Le développement du DVD avait redonné un souffle au cinéma, qui avait trouvé une extension profitable dans le home cinéma, mais les abus de l’axe consumériste des technologies audio/visuels de ce concept sont en train de renfermer les productions dans un carcan de parc d’attraction. La forme plutôt que le fond et non la forme au service du fond alors qu’il faudrait surtout et avant tout le fond plutôt que la forme !

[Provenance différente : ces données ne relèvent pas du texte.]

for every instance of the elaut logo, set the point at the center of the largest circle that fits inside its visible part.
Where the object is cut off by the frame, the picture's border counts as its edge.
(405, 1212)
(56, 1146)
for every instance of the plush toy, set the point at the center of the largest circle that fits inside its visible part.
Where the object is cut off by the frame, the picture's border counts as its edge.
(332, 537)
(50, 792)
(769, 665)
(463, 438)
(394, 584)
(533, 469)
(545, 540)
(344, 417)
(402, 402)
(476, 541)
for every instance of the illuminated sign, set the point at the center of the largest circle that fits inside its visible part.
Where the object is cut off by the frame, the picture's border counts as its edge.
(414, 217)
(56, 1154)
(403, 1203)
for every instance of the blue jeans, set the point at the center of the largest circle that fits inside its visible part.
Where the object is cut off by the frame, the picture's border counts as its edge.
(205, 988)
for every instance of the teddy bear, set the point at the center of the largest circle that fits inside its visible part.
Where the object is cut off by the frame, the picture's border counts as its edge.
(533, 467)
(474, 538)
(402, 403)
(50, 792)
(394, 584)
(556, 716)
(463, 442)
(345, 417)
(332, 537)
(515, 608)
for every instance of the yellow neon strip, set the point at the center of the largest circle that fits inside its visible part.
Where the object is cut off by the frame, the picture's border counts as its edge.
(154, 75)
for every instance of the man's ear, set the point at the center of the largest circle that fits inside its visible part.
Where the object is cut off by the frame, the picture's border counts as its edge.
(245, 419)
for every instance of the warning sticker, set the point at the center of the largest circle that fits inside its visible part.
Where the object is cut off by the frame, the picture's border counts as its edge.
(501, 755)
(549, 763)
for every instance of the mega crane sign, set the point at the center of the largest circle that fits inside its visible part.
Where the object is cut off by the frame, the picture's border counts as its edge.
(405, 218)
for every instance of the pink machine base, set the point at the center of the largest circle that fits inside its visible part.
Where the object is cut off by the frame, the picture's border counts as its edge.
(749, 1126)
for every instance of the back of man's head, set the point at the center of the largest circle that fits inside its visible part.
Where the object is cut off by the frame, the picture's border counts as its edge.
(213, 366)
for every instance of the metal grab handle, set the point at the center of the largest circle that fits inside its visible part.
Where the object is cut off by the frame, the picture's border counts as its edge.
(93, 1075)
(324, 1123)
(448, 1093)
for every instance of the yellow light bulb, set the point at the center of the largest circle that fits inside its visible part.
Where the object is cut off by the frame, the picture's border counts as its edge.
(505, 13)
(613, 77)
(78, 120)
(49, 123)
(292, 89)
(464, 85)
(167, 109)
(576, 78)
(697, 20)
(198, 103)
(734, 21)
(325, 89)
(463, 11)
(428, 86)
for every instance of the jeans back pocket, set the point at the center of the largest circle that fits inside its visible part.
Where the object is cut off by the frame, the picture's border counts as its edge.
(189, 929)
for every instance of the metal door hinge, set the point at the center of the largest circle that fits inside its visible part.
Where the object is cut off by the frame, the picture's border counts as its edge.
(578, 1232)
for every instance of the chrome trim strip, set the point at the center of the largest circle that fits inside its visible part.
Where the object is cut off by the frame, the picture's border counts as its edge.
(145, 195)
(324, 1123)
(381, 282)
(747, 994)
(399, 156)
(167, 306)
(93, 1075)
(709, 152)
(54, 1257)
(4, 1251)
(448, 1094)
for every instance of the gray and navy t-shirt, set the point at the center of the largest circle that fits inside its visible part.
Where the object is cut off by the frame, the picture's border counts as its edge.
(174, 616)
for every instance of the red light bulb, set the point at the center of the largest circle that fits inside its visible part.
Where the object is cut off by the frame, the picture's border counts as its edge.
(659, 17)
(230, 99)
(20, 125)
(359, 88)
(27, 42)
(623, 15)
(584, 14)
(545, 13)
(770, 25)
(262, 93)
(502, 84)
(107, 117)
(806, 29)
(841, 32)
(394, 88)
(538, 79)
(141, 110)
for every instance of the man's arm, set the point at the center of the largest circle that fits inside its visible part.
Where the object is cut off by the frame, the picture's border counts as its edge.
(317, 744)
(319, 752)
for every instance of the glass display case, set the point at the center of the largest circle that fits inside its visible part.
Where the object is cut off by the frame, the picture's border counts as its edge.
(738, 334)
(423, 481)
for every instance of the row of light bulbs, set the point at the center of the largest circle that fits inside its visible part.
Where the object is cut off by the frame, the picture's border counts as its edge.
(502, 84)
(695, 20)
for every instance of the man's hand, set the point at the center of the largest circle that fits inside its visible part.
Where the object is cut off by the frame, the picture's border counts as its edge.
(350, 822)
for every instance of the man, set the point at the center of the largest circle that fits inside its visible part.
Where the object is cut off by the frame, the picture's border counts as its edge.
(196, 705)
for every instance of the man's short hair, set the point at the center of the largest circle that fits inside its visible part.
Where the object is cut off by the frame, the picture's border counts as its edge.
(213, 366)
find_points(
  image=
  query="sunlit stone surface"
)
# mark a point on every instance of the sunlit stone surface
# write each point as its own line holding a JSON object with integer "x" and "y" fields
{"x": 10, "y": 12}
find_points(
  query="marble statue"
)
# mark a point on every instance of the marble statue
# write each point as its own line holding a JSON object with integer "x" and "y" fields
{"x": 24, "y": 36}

Le fossé s’est diablement creusé entre cinéphiles et home-cinéphiles, les premiers ont abandonné à leur sort d’early adopters permanents les seconds et le modèle économique du home cinéma s’est effondré. Fermeture de magasins, de titres de presse, baisse continue des ventes de matériels et de disques, que l’empilement successif de nouveaux formats n’arrive pas à endiguer malgré des enceintes au plafond, des algorithmes qui rendent les couleurs plus belles que belles pour faire un clin d’œil au sketch de Coluche sur la magie des lessives….
Cinéphile depuis toujours et home cinéphile depuis plus de vingt ans, je me rappelle le plaisir de découvrir HEAT ou le 5ème élément sur une TV SONY 16/9 de 70 cm à la fin des années 90. Ou encore le bonheur d’échanger avec un vendeur cinéphile de la FNAC qui me faisait découvrir des œuvres. Maintenant, il y a des forums et des réseaux sociaux où les gens se disputent en essayant d’imposer leur point de vue.
Pour moi, inutile de continuer à suivre cette frénésie consumériste qui cautionne la forme au détriment du fond. Il y a de nombreuses électroniques pérennes qui existaient avant l’arrivée de ces artifices qui peuvent aujourd’hui, demain et pour longtemps encore vous apporter le plaisir de regarder un film à la maison dans de bonnes conditions. Un film, vous savez, c’est comme un livre, pour ceux qui en utilisent encore, il y a une histoire, le style d’un écrivain comme le talent d’un acteur et après c’est votre esprit qui fait le reste du voyage et votre esprit, lui, il est mille fois plus performant que ces gadgets audio/visuels pour vous aider à vous immerger dans l’œuvre sans rien vous coûter.